Decía Laporta que el sueldo futuro de Messi iba a hipotecar el futuro del Barcelona. Es cierto, como lo es también que lo ha lastrado la horrorosa gestión de los presidentes que le han precedido, incluso él mismo que también lo fue en una etapa relativamente reciente del club. Y algo muy parecido está pasando también con España y la situación a la que nos han ido llevando los últimos gobiernos, y especialmente los de Rodríguez Zapatero y Sánchez, que hacen del gasto público la base de sus políticas. Así es como hemos llegado a hipotecarnos hasta las cejas, y no solo a la generación actual sino también a las futuras generaciones de españoles.

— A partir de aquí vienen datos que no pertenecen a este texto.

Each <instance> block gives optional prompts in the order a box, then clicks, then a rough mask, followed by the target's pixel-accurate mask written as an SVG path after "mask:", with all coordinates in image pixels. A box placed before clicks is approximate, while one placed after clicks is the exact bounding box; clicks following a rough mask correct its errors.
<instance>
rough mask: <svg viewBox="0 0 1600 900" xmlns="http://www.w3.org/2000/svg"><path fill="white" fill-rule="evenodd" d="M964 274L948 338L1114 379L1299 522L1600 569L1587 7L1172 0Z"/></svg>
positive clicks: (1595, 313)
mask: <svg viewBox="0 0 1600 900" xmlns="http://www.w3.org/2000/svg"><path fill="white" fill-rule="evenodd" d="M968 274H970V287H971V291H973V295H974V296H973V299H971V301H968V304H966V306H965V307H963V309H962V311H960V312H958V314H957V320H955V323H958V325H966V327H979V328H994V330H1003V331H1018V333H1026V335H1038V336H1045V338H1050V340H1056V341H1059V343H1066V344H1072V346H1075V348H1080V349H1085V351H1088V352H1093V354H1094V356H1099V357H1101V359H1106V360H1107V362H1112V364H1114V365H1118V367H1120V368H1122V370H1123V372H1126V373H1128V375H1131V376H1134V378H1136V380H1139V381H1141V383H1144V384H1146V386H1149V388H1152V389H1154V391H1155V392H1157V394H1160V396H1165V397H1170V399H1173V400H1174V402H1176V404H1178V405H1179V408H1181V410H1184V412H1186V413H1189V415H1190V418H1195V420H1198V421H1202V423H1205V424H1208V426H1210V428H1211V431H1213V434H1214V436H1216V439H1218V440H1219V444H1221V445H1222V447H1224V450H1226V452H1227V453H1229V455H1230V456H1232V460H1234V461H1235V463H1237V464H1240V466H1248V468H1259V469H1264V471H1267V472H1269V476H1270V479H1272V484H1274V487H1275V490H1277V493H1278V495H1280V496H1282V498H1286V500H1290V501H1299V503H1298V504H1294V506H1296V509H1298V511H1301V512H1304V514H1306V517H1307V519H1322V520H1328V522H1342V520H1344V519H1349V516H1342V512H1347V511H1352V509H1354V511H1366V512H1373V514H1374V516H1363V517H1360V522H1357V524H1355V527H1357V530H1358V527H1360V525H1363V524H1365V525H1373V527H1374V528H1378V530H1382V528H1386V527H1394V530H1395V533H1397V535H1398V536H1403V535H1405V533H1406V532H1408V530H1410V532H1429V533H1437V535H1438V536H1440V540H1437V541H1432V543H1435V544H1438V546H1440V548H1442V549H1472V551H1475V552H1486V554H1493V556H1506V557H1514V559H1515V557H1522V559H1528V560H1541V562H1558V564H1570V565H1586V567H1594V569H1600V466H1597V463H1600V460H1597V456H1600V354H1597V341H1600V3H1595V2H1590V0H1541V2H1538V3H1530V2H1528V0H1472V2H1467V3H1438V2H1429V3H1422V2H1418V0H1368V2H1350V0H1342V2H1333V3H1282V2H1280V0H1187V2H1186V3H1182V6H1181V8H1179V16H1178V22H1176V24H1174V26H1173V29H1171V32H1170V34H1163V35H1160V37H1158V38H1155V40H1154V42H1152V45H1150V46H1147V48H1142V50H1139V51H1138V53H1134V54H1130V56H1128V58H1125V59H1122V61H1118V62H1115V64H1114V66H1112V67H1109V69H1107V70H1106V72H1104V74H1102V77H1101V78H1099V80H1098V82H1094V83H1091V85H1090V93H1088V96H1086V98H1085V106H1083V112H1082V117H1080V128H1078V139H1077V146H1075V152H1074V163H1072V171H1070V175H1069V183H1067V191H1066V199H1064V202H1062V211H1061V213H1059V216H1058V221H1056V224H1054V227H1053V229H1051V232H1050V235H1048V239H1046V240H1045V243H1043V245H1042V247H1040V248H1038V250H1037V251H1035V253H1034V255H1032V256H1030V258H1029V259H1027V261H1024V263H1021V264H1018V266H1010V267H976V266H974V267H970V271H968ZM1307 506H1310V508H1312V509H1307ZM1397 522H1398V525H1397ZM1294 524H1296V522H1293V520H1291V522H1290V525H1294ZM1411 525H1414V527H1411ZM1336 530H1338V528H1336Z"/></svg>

Desde que comenzase la pandemia en marzo de 2020, la deuda pública española se ha disparado en casi 170 000 millones de euros, un salto sin precedentes en las últimas décadas. Los desplomes de los ingresos por impuestos junto a unas políticas fiscales expansivas para intentar contrarrestar el golpe de la pandemia están generando este fuerte desequilibrio en las cuentas públicas. En concreto y para no ser más técnico de lo necesario, datos del Banco de España apuntan inequívocamente a que la deuda pública de España se ha disparado hasta el 125,3% del PIB y marca máximos no vistos desde 1881. Aviso a navegantes para que el presidente Sánchez y sus ministras de Economía y de Hacienda, respectivamente Nadia Calviño y María Jesús Montero, actúen como Laporta y no empeñen más aún los bolsillos de los españoles durante los próximos decenios.